The school’s year 10 pupils’ “mindfulness” course, which will last for two months, is said to be one of the first in the country, which was designed to develop skills in concentration and to combat anxiety.

The school also reportedly said it showed teenagers the benefits of silence and helps them to identify certain “corrosive” mindsets that could lead to mental health problems.

The project is being jointly run with staff at Charterhouse and Hampton schools, which will soon introduce similar classes.

It is being lead by the Mindfulness Centre at Oxford and the Wellbeing Institute at Cambridge.

Richard Burnett, A Tonbridge housemaster who is leading the course, said the course demanded a “culture change” in the perceptions of silence for teachers and pupils.

“One of the things about schools is that silence is associated with power, the teacher tells the pupils to be quiet,” he told The Times.

“What you need to do is convey the idea that silence is a positive activity to be savoured and enjoyed.”

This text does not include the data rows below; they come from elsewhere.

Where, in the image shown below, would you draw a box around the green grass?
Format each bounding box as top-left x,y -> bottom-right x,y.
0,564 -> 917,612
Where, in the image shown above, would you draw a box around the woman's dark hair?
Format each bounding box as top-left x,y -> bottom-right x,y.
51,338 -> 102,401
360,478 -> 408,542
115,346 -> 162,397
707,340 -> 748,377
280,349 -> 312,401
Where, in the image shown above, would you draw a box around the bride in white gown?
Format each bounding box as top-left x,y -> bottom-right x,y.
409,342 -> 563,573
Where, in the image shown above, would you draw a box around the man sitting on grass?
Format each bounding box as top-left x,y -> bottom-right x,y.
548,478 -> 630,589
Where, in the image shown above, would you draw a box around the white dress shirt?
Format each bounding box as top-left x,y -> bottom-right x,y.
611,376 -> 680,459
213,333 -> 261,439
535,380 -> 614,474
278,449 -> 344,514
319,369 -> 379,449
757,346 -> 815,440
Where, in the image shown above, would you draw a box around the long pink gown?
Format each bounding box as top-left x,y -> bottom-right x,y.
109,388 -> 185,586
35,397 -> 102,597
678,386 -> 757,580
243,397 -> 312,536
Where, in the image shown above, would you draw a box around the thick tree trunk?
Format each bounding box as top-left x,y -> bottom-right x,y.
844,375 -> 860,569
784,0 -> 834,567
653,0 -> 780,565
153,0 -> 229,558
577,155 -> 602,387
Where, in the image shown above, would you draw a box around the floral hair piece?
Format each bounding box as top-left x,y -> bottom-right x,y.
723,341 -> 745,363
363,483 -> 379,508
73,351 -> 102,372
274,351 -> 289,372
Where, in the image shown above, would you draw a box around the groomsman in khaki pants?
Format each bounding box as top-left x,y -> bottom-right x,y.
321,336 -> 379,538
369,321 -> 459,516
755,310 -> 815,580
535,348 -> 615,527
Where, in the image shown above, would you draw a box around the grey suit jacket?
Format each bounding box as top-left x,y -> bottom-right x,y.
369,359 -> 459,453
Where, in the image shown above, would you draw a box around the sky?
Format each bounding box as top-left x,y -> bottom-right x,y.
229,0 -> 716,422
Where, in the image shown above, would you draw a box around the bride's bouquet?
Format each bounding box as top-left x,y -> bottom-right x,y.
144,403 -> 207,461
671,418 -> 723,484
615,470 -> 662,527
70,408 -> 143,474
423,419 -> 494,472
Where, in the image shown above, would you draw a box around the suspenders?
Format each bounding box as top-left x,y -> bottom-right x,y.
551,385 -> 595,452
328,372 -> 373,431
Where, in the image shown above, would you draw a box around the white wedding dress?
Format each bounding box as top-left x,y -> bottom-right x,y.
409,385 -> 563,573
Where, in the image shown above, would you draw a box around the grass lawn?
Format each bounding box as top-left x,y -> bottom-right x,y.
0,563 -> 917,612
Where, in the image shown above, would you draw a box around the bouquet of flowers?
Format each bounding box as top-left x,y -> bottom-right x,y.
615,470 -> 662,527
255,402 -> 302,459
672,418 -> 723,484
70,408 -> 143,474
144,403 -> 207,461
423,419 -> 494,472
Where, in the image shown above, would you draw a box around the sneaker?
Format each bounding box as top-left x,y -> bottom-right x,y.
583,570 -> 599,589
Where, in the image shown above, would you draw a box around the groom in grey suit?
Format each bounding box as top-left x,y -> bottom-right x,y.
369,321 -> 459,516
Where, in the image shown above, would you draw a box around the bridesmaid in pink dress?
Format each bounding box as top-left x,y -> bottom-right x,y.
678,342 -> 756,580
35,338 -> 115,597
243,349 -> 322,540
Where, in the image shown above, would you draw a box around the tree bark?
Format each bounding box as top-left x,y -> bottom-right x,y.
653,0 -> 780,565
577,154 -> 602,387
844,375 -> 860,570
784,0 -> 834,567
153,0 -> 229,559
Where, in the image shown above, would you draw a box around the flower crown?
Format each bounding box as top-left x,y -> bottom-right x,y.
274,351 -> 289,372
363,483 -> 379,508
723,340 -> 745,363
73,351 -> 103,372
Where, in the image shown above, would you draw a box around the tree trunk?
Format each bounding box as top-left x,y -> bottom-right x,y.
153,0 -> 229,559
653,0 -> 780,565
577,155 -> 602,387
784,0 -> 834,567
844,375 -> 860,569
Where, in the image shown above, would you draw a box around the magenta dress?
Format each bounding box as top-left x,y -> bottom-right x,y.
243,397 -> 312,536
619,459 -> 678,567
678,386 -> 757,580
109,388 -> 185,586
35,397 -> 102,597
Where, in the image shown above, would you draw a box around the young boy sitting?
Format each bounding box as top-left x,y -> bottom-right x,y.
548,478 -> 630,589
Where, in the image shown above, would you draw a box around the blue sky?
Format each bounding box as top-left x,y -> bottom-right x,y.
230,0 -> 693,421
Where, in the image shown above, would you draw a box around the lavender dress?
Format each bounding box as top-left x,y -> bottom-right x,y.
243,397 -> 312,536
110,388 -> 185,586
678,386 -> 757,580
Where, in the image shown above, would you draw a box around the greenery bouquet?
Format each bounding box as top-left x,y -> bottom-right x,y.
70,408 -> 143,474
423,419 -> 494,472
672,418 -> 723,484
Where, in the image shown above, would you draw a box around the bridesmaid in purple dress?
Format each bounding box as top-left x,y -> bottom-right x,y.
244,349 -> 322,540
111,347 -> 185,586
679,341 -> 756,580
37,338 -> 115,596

Prof Mark Williams, director of the Mindfulness Centre at Oxford, told the paper that Tonbridge was the first school to introduce a full meditation course in a practical rather than academic context.

“This is not about converting people to Buddhism, but showing there is scientific evidence that these practices are useful,” he said.

“So why deny them from being used?”

Andrew McCulloch, chief executive of the Mental Health Foundation, said that mindfulness training also offered the chance to take proactive steps to avoid depression and anxiety in later life.